USB 2.0 is still plenty for lots of things, and things like onboard audio are actually moving towards USB 2.0 for some reason. One for audio, another for biometrics, another for any lighting controller the system might choose to implement, and the rest for keyboard and the touchpad, maybe. Embedded uses would probably also need a few of these.
I also wonder how much longer it would be, before they'd make a monolithic APU with more than 16MB of L3 cache visible to a single core. Would that be power inefficient somehow, or is it something else? Hopefully it'd be an easy solution since similar non-uniform architectures has been there a while now.

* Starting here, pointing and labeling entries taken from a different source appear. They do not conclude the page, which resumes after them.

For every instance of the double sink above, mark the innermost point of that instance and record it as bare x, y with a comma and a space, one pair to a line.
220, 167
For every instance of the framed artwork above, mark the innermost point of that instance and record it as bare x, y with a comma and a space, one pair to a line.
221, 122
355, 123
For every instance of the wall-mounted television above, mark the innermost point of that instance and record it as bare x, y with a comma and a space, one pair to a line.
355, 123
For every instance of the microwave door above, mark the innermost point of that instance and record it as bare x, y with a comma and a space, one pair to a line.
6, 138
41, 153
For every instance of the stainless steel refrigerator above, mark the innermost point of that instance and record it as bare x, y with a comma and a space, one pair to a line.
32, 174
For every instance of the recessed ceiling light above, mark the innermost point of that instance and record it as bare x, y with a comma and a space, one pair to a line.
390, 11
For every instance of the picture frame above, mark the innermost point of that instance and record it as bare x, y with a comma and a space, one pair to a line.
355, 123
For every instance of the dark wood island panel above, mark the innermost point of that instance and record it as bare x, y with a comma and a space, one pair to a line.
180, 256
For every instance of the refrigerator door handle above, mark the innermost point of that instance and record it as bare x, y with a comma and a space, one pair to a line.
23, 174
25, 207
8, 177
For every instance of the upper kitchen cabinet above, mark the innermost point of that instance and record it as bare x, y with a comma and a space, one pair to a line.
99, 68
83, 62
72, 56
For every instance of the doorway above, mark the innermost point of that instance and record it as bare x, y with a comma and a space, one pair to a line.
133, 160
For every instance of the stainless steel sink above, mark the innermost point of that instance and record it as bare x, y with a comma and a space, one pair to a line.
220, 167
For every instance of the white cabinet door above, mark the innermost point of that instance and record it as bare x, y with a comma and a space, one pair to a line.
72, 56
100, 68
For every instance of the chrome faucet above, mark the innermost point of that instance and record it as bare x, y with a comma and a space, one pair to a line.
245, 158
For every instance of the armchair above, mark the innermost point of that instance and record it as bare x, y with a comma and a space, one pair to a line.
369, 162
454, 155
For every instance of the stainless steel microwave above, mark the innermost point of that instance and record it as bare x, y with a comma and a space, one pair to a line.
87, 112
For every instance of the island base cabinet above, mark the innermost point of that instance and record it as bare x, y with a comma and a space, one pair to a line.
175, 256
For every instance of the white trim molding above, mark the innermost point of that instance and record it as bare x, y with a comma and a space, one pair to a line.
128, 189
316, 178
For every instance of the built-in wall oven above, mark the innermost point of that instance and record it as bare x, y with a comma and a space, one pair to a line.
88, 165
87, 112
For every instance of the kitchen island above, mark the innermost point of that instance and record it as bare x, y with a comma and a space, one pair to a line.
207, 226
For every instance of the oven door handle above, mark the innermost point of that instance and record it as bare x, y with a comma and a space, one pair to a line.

There probably won't be any solution if the game really does need more than 4 Zen 5 cores, though - It'd be interesting if some of them ended up faster on the 8-core Zen 5c cluster.
I feel they should have stuck to a single CPU type, and not mixed them - This may work on a future games consoles where they are purpose built, have huge memory bandwidth on a custom bus and run custom OS's and drivers tuned to that hardware, but PC/Windows still has serious scheduling issues, exasperated by mixing different types of CPU cores and their physical location on the die and how they communicate. I just wonder if they should have gone all Zen5c or 8 Zen5 cores and cut the c-cores entirely. 16MB is a ridiculous choice for the full Zen5 cores on a hand-held gaming console, as it instantly takes away 20% of its performance, but I guess there is only 4 cores to argue between it, although the chances of them all being fully occupied, and fighting for cache during gameplay is higher.
An 8 core Zen5c with 32MB of L3 would have been my choice. Better battery life, better long-term performance due to not thermal throttling as much, no Windows scheduler issues, and just nicer for the customer with a cooler, more performant device in their hand/lap.